Last week the UK’s seventh largest bank, Alliance & Leicester, issued all of its one million online banking customers with extra security technology designed to stamp out internet phishing scams.
The two-factor technology is the firm’s response to banking-related online identity theft and fraud, which according to industry group Apacs, cost the UK £23.2m last year. The software identifies the customer’s computer and assures them they are not entering a phishing web site.
While Alliance & Leicester is adopting its own form of two-way, two-factor customer authentication from vendor PassMark , other UK banks are taking a different approach, using physical devices to identify customers.
Earlier this month, Lloyds TSB revealed that it has eliminated online banking fraud among some 23,500 customers who have been testing the key-ring sized devices over the past five months (Computing, 10 March).
HSBC is also working on developing two-factor authentication technology for internet banking customers, which it will issue to customers later this year. It is already rolling out passcode generating devices from supplier Vasco in the Asia-Pacific region.
‘The solution will provide extra protection against fraudulent activities such as phishing, keylogger trojans and remote hacking,’ said an HSBC spokesman.
The token devices generate a unique passcode for each user every 30 to 60 seconds.
Even if a criminal manages to intercept an online banker’s user ID and password via keystroke logging software, spoof sites or phishing emails, they would not be able to access the bank account or transfer money.
‘Fraud has adapted over time and spyware is more sophisticated. This is something we needed to tackle,’ said Matthew Timms, director of internet banking at Lloyds TSB.
‘Customers will use the device once to log in, and again to make transfers, standing orders or person-to-person payments.’
But because many people in the UK hold several bank accounts with various financial services organisations, a proliferation of different physical authentication devices could become inconvenient or confusing.
For this reason Apacs has developed an industry standard device to authenticate online transactions, and card-not-present purchases made online or by telephone (Computing, 5 January).
Alliance & Leicester and Lloyds TSB say they will move to this form of authentication device when they feel the time is right.
‘Tokens secure the transactions, but the Apacs industry standard covers a greater spectrum, including one-time, log-in passwords; card-not-present transactions; and person-to-person transfers,’ said Timms.
Martha Bennett, research director at analyst Forrester Research, agrees that a common approach within the banking industry will boost user acceptance. Lloyds TSB and Alliance & Leicester’s existing investments will be transferable, she says.
‘Lloyds TSB has chosen a back-end system that will work with the Apacs standard. The only non-reusable technology will be the tokens,’ she said. ‘And what Alliance & Leicester is doing is something that can be used in conjunction with it.’
But Bennett says rather than putting the responsibility on the customer to authenticate themselves, the bank should be investing more in back-end systems and transaction analysis databases to curb financial losses.
‘In the US they will do almost anything to avoid using two-factor authentication, so they are adding more sophistication to back-end systems.
‘Whereas in Europe financial services are taking the opposite approach of strengthening the front door,’ she said.
By using software to analyse where a customer is physically logged-in and by identifying behavioural usage patterns, banks should be able to detect anomalies and spot criminals trying to access accounts from other countries, she says.
Timms agrees: ‘The Access Code Device is one part of our overall strategy; we are also doing a lot with transaction monitoring and that has already been very successful for us.’
But online fraud is still less of a concern to the industry compared with the potential financial losses if worried internet customers switch back to more costly high-street and telephone banking services.

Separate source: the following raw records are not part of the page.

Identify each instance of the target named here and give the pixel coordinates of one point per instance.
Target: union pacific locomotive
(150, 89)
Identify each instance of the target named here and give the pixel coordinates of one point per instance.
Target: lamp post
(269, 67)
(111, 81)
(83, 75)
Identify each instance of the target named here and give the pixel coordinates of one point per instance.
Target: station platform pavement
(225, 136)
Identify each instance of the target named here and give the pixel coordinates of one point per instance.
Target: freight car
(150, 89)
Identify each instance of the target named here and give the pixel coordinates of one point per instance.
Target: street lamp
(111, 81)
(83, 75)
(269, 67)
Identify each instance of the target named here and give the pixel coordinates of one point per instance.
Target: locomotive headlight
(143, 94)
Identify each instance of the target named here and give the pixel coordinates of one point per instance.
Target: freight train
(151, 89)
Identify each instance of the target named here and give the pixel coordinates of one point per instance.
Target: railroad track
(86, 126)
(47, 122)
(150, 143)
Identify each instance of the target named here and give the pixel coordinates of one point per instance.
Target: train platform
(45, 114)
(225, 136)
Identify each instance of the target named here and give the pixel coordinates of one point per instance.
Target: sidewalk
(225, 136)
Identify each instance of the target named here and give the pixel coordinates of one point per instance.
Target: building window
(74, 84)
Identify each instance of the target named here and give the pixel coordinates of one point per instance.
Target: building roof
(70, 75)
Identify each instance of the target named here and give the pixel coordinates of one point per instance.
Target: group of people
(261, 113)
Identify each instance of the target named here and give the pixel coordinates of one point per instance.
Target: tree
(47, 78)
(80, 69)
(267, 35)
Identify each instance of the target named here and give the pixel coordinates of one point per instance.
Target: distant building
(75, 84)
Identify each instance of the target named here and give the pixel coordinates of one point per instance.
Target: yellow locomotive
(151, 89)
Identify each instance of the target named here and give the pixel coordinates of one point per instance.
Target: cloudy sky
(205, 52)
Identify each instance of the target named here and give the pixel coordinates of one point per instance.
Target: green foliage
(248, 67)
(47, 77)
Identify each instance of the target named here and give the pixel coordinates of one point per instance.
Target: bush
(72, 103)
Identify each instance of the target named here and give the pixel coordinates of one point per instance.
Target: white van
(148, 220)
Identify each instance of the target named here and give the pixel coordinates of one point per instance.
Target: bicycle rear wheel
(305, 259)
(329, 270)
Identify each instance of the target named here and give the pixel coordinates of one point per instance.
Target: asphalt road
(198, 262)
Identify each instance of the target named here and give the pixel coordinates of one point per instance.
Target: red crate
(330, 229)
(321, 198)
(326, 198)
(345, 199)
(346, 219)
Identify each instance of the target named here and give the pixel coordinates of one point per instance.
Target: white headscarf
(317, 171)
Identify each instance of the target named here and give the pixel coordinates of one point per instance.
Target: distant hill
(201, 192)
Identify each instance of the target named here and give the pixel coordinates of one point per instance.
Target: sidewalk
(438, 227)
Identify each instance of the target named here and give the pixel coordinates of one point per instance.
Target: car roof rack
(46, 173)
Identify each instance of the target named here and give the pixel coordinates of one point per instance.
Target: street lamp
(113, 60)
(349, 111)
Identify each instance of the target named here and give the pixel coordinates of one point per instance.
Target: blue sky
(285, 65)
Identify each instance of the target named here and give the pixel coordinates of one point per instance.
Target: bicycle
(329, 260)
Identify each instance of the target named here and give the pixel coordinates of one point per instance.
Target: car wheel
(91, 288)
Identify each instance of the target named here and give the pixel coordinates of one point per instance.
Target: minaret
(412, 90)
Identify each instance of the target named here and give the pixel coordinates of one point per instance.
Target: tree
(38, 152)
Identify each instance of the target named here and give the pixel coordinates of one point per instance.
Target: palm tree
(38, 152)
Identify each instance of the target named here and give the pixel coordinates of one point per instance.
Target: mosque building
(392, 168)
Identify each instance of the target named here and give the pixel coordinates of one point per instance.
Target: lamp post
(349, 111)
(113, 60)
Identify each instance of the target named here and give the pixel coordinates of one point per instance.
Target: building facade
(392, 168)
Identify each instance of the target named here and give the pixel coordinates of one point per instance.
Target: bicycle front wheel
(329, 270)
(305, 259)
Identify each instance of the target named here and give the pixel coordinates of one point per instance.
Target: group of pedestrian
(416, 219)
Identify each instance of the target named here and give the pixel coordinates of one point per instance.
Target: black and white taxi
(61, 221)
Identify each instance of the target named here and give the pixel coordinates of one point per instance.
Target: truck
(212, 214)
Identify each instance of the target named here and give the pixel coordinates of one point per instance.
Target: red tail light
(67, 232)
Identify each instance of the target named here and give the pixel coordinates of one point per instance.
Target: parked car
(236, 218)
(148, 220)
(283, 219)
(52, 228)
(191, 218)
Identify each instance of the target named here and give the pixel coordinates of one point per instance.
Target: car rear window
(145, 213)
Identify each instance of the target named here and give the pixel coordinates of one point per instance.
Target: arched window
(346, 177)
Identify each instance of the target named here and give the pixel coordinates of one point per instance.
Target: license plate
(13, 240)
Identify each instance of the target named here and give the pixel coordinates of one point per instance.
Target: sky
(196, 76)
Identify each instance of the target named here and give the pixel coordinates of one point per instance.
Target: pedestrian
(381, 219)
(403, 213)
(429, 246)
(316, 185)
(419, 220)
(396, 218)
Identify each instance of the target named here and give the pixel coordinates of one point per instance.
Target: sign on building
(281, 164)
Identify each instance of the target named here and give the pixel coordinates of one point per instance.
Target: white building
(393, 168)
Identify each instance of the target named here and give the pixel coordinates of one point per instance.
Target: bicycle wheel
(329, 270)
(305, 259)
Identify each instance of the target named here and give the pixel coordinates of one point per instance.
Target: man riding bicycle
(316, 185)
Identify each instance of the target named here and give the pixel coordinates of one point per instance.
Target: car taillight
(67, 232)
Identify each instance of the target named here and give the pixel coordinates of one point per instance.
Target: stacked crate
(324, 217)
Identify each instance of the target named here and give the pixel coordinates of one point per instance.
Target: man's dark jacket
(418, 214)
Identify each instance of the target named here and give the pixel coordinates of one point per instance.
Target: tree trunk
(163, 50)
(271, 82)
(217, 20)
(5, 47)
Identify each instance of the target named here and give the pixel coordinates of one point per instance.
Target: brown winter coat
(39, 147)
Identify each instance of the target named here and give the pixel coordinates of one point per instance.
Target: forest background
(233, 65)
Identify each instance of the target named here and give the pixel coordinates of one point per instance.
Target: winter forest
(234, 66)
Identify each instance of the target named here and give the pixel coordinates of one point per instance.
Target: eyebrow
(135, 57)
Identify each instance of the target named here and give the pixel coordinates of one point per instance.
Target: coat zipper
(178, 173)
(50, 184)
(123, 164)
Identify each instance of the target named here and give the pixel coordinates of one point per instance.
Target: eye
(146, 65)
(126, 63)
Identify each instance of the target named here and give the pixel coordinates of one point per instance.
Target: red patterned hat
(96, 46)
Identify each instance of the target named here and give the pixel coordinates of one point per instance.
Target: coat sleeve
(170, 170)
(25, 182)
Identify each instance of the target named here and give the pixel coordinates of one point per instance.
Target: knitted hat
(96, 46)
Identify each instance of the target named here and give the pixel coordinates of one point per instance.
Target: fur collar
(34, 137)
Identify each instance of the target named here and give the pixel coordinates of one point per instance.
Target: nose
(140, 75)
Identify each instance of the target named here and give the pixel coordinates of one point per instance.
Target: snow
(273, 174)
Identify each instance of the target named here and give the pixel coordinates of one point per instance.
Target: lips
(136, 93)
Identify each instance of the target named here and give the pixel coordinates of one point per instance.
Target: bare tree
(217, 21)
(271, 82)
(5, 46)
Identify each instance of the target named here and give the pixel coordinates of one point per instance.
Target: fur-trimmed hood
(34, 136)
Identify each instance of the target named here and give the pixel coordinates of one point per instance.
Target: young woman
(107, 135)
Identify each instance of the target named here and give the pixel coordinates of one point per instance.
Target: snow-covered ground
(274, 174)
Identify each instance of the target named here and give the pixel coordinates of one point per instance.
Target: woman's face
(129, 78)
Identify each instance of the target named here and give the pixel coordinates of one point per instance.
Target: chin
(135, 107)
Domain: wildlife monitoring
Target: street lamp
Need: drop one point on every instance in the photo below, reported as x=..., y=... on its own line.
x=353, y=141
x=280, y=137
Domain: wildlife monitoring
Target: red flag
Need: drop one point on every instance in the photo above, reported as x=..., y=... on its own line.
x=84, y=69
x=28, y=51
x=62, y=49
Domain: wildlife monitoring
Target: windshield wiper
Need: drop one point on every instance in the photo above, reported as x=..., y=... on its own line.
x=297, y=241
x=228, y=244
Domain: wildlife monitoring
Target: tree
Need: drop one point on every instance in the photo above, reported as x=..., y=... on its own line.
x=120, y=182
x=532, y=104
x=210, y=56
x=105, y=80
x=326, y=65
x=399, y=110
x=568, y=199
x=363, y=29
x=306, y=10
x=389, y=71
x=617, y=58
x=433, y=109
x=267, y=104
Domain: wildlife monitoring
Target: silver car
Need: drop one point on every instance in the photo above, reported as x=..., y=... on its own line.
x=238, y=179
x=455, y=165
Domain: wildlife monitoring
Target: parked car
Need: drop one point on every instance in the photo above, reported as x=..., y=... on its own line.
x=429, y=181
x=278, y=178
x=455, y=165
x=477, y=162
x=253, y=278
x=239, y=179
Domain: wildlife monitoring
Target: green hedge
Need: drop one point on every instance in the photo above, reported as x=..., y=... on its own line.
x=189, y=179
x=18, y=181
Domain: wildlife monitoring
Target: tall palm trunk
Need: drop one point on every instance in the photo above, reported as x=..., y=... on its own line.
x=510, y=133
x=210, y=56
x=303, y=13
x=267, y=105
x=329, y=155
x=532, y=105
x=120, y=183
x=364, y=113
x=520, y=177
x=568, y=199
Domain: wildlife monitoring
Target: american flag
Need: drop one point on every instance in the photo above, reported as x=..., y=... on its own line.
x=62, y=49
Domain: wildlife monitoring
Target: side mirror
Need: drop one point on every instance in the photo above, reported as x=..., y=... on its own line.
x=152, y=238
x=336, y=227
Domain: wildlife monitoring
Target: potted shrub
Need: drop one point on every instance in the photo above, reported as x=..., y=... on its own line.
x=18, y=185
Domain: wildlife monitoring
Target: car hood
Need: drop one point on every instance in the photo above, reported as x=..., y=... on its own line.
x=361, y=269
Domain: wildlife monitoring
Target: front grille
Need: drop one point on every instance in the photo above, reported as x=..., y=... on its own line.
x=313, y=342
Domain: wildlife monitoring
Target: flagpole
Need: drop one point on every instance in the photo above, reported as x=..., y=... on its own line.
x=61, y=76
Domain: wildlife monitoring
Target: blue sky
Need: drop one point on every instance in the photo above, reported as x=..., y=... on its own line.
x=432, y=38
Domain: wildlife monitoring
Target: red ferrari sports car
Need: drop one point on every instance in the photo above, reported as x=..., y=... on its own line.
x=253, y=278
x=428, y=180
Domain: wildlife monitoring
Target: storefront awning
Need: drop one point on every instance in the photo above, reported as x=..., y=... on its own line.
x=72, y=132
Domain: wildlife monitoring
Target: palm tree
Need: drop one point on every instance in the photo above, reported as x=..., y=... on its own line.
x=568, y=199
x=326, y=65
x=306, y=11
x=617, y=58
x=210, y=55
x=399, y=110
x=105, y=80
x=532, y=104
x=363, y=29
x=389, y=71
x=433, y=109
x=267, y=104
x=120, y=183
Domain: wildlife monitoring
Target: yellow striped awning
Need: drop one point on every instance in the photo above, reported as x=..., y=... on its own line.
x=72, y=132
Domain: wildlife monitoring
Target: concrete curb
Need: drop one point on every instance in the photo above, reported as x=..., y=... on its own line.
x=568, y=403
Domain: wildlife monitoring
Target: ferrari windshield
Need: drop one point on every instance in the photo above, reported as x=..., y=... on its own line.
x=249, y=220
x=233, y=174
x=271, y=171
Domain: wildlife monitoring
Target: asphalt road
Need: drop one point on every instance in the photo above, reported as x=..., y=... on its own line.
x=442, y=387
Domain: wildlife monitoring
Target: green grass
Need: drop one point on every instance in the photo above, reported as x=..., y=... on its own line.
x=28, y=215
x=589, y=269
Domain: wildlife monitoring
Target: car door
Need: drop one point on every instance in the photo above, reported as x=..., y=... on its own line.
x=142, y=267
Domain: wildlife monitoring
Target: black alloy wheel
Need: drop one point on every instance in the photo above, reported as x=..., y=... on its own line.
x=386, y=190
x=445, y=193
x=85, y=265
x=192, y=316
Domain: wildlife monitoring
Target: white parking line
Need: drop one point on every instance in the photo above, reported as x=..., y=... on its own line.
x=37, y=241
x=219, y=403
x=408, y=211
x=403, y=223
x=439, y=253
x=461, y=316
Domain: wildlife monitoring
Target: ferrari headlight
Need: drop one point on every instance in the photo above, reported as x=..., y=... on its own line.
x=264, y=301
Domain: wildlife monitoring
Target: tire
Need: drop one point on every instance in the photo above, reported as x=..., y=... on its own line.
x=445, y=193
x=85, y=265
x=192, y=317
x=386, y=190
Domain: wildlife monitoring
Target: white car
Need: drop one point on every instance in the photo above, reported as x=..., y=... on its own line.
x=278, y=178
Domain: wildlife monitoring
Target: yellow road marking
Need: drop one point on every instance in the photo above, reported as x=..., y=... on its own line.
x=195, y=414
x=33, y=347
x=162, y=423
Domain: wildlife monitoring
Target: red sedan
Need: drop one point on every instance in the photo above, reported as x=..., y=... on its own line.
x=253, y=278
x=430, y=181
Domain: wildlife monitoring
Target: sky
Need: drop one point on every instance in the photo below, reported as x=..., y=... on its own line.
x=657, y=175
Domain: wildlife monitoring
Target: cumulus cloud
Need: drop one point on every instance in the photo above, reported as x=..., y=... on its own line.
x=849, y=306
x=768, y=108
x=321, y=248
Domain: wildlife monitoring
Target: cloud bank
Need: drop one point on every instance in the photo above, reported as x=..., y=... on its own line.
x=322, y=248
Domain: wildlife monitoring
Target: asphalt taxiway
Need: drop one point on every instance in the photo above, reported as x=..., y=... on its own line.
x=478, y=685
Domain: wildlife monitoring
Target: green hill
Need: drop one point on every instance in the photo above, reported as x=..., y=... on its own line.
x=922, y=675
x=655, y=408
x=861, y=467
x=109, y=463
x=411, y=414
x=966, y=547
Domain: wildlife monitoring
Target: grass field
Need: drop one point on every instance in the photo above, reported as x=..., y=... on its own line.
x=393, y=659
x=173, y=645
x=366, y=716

So long as this concern remains prevalent, banks are likely to stay focused on high-profile, public-facing security projects, rather than just behind the scenes intelligence systems.
Anti fraud ...in 30 seconds
How does two-factor authentication work?
*Banks are developing two-factor authentication technology to tackle identity theft and internet fraud.
*Although approaches vary from bank to bank, the technology relies on two things: something you know, such as a password or PIN, and something you have, such as a computer or token.
*Some 15 million Bank of America customers in the US authenticate themselves using the PassMark system adopted by Alliance & Leicester.
*In Brazil and the Asia-Pacific region, HSBC has been testing key-ring sized tokens that generate a unique code for users to enter when they log in.
*In Sweden, the government is working with the banking industry to develop BankID, a digital signature system to verify transactions. Thales’ SafeSign technology is currently used by nine banks and more than 600,000 people.
*In the UK, three technologies are being explored: Alliance & Leicester is using the computer as the authenticator; Lloyds TSB is testing key-ring sized tokens; and industry group Apacs is developing a card reader.
*In Finland, Nordea Bank issues customers with sheets of paper containing one-off passcodes that consumers scratch off each time they log on.